Premiums is why I do not think metals are a good investment. Sure it could be, but the premium alone automatically puts you in a loss.
I wouldn't get too caught up in the "premium" issue. It's widely misunderstood in connection with precious metals ("PM").
First, part of the "premium" paid for government minted coins (as opposed to pure bullion in the form of rounds or ingots) is partly peace of mind in connection with authenticity, exchangeability and that it can be used as a form of payment (including payment of debt and taxes). While obviously not a good investment, a $1 Silver Eagle could be used as a form of payment of debt/taxes to the tune of $1; general bullion cannot. Government minted coins are also more recognizable, and trustworthy, which adds to their intrinsic value, beyond their actual PM content. Which isn't to say that government minted coins cannot be counterfeited, but doing so takes much more time and effort than say, for example, an ingot of unknown provenance. Thus some are willing to pay more for a minted coin vis-a-vis an ingot or round.
Second, there is a general misunderstanding between "spot price" and the price one can actually get their hands on the physical. Understand that the PM markets are
highly influenced by the larger banks, especially within ETF's, and that as a result, especially when it comes to Ag, "spot price" does not always reflect the real-world price of obtaining the physical. In that regard, and setting aside for the moment the issue of the "premium" paid for government minted coins, it is partly incorrect to consider the difference between spot and physical as a "premium," but instead should be looked at, in part, as to how far off, or rather suppressed, the spot market price is in relation to the actual cost of obtaining the physical. For example, I mentioned in a previous post that several years ago I was paying about a $2.50 "premium" for Ag Eagles, but at the same time I was also paying about $1 over spot (about 6.7%) to obtain bullion. Now, in each instance, there's obviously seller fees (read: arbitrage), but the "spot price" and real-world price of obtaining the physical were not that far off. Fast forward to the early stages of the scamdemic, to about the summer of 2020, wherein the spot price of Ag had not risen all that much, but the real world demand of the physical was pushing the cost to about $20 or more per troy ounce. This difference, while called by some a "premium," was really an indication of how far off the paper market was in relation to real-world demand.

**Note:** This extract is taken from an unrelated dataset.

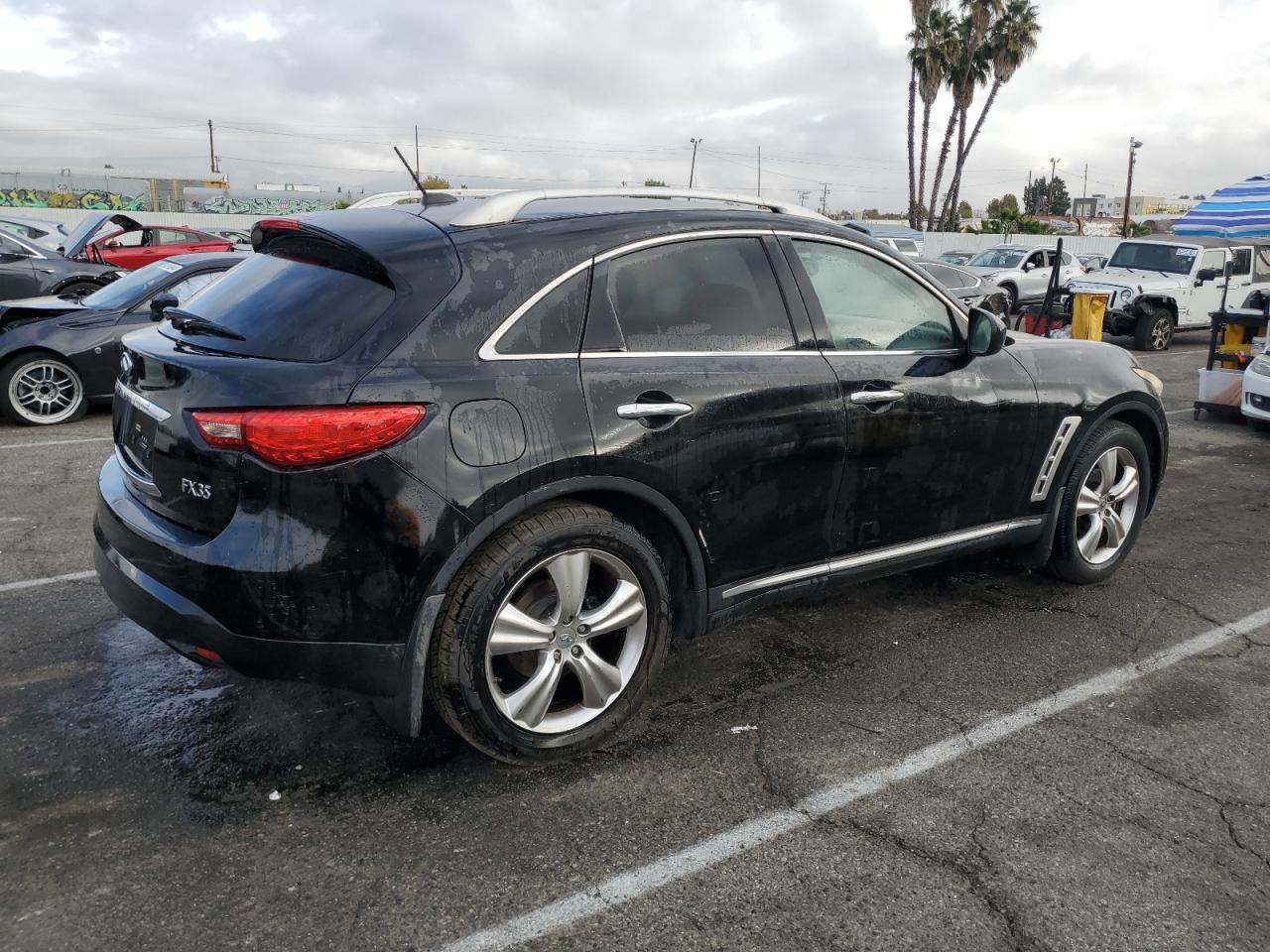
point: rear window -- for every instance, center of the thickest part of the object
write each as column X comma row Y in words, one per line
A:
column 303, row 299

So why the difference in the spot price vs. real-world demand for the physical? Well, I'm no expert in this area, but it is my understanding that this again goes back to the larger banks, and more especially the ETF's. While in theory, if you were to buy a share of an ETF, you could bring that share to the bank and exchange that share for its equivalent in the physical. In other words, when a bank issues ETF shares, they are supposed to back every single share up with its equivalent physical. But they don't. And that's why the market, especially the Ag market, has been so manipulated. If there were a run on the physical in connection with ETF's, my guess is that a few major banks would be going under.